Suite à l'adoption, en décembre 2022, de la loi portant dissolution du Tribunal administratif de district de Kyiv (KCDA), de nombreuses questions ont été soulevées quant à l'impact de cette réforme sur l'activité des juges et les dépenses budgétaires. La loi, signée par Volodymyr Zelensky, prévoyait la fermeture du tribunal et le transfert de ses fonctions au Tribunal administratif de district de Kyiv. Cependant, bien que le tribunal ait cessé de traiter des affaires, de nombreux juges du KCDA continuent de percevoir leur salaire sans exercer leurs fonctions. C'est ce que rapporte Informator.
Depuis début 2022, les juges de la Cour suprême d'Ukraine qui n'ont pas participé au procès ont perçu plus de 99 millions de hryvnias. Cette situation a suscité l'indignation, car, parallèlement, les tribunaux de district et de commerce de Kyiv ont dépensé plus de 76 millions de hryvnias en salaires pour des juges qui, eux aussi, n'ont pas exercé leurs fonctions pendant la guerre.

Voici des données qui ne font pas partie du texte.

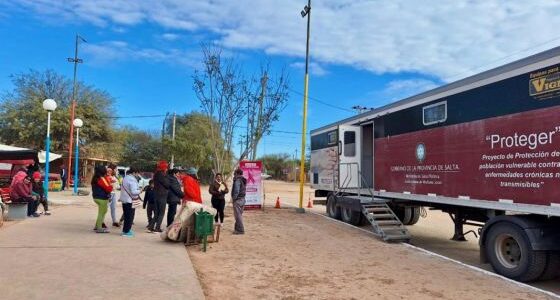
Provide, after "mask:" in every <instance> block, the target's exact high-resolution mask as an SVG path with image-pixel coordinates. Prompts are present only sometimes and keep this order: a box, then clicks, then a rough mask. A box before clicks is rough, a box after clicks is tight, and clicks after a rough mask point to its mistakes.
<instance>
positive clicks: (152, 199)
mask: <svg viewBox="0 0 560 300" xmlns="http://www.w3.org/2000/svg"><path fill="white" fill-rule="evenodd" d="M154 206H155V198H154V180H153V179H150V182H149V183H148V185H147V186H146V187H145V188H144V203H143V204H142V208H144V209H145V210H146V213H147V215H148V224H150V223H152V219H153V218H154V213H155V211H154ZM148 226H149V225H148ZM148 226H146V228H148Z"/></svg>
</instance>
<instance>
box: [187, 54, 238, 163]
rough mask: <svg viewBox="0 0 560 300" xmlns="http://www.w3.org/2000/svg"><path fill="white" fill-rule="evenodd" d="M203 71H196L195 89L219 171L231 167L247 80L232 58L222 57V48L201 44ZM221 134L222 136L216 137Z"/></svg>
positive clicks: (216, 162)
mask: <svg viewBox="0 0 560 300" xmlns="http://www.w3.org/2000/svg"><path fill="white" fill-rule="evenodd" d="M202 54H203V63H204V70H203V71H198V70H196V71H195V73H194V75H193V79H194V84H193V89H194V91H195V94H196V96H197V98H198V100H199V101H200V106H201V108H202V111H203V112H204V114H205V115H206V116H207V117H208V118H209V119H210V120H215V121H216V124H217V126H219V128H218V130H216V129H215V128H214V126H216V125H214V122H210V126H211V128H210V136H209V137H208V138H209V139H210V142H211V144H212V148H213V153H212V162H213V164H214V169H215V171H216V172H227V171H230V170H231V164H232V163H231V148H232V141H233V136H234V130H235V127H236V126H237V124H238V123H239V121H241V119H243V116H244V115H245V113H246V110H245V105H244V104H245V103H246V102H245V101H246V100H245V99H244V87H245V86H246V84H247V83H246V82H245V79H244V77H243V76H242V74H241V72H240V68H239V67H238V66H237V65H235V64H234V62H233V60H232V59H223V57H222V49H220V48H217V47H214V46H210V45H202ZM217 133H219V134H220V135H221V136H216V134H217Z"/></svg>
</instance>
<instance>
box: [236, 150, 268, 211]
mask: <svg viewBox="0 0 560 300" xmlns="http://www.w3.org/2000/svg"><path fill="white" fill-rule="evenodd" d="M239 168H240V169H241V170H243V177H245V179H247V186H246V188H247V193H246V195H245V209H254V208H261V207H262V205H263V195H262V179H261V173H262V162H261V161H242V162H240V163H239Z"/></svg>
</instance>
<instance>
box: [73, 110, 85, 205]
mask: <svg viewBox="0 0 560 300" xmlns="http://www.w3.org/2000/svg"><path fill="white" fill-rule="evenodd" d="M72 124H73V125H74V128H76V154H75V155H74V158H75V159H76V160H75V161H74V195H77V194H78V183H79V181H80V180H79V177H78V154H79V151H78V147H79V145H80V128H81V127H82V126H84V122H83V121H82V119H78V118H76V119H74V121H73V122H72Z"/></svg>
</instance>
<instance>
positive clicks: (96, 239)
mask: <svg viewBox="0 0 560 300" xmlns="http://www.w3.org/2000/svg"><path fill="white" fill-rule="evenodd" d="M92 203H93V201H92V200H91V196H86V197H80V199H79V200H78V201H77V203H75V204H72V205H66V206H63V207H58V208H56V209H55V210H54V211H53V215H52V216H41V217H40V218H37V219H26V220H24V221H22V222H19V223H17V224H12V225H10V226H7V227H6V228H0V298H1V299H204V294H203V292H202V288H201V286H200V283H199V281H198V278H197V275H196V273H195V271H194V269H193V266H192V264H191V261H190V259H189V256H188V254H187V251H185V248H184V247H183V246H182V245H181V244H173V243H168V242H163V241H162V240H161V239H160V238H159V235H157V234H149V233H144V228H145V226H146V216H145V210H143V209H139V210H137V217H136V220H135V223H136V225H135V226H134V229H135V231H136V232H137V233H136V237H134V238H124V237H121V236H120V230H119V229H118V228H115V229H114V230H112V232H111V233H110V234H96V233H94V232H93V231H92V228H93V224H94V220H95V217H96V214H97V208H96V206H95V205H93V204H92ZM118 214H119V216H120V214H121V209H119V212H118ZM107 215H108V216H107V218H106V221H109V219H110V216H109V215H110V214H109V212H108V213H107ZM107 224H110V223H108V222H107Z"/></svg>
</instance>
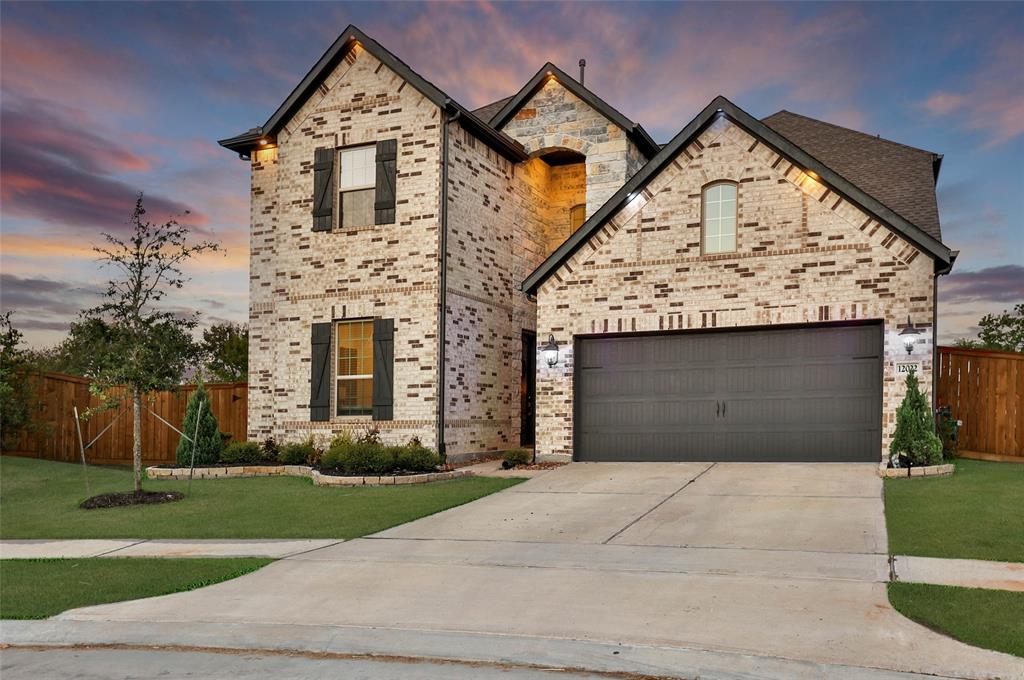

Selon les informations officielles de l'OASC, malgré la liquidation, 47 juges sont restés en poste et ont perçu environ 95 millions de hryvnias sur une période de deux ans et demi. Ces sommes comprennent les salaires de juges qui, bien que n'ayant plus officiellement de pouvoirs, continuent de faire partie du personnel du tribunal.
Après l'entrée en vigueur de la loi le 15 décembre 2022, toutes les affaires ont été transférées au nouveau tribunal administratif du district de Kyiv, et l'OASC a cessé ses activités. Cependant, les juges ont continué à percevoir leur salaire, bien qu'ils n'aient pas exercé leurs fonctions. Par exemple, le président du tribunal, Pavlo Vovk, a perçu environ 1,9 million de hryvnias sans avoir instruit une seule affaire en 2023, contre 2 millions de hryvnias en 2022, lorsque le tribunal était encore en activité.
En Ukraine, plus de 480 juges n'exercent pas leurs fonctions, mais continuent de percevoir leur salaire. Chacun d'eux coûte au budget de l'État en moyenne plus de 1,2 million de hryvnias par an. Cette situation s'explique par diverses raisons : l'expiration de leur mandat, la réorganisation des tribunaux, la suspension pour faute grave, la mobilisation pour le service militaire, les retards dans la prestation de serment ou la formation judiciaire.
Il est également important de noter que les raisons de l'inactivité des juges peuvent être liées à des retards dans les procédures administratives ou à des circonstances personnelles telles qu'un congé de maternité, bien que cette dernière raison entraîne rarement des coûts importants pour l'entretien des juges.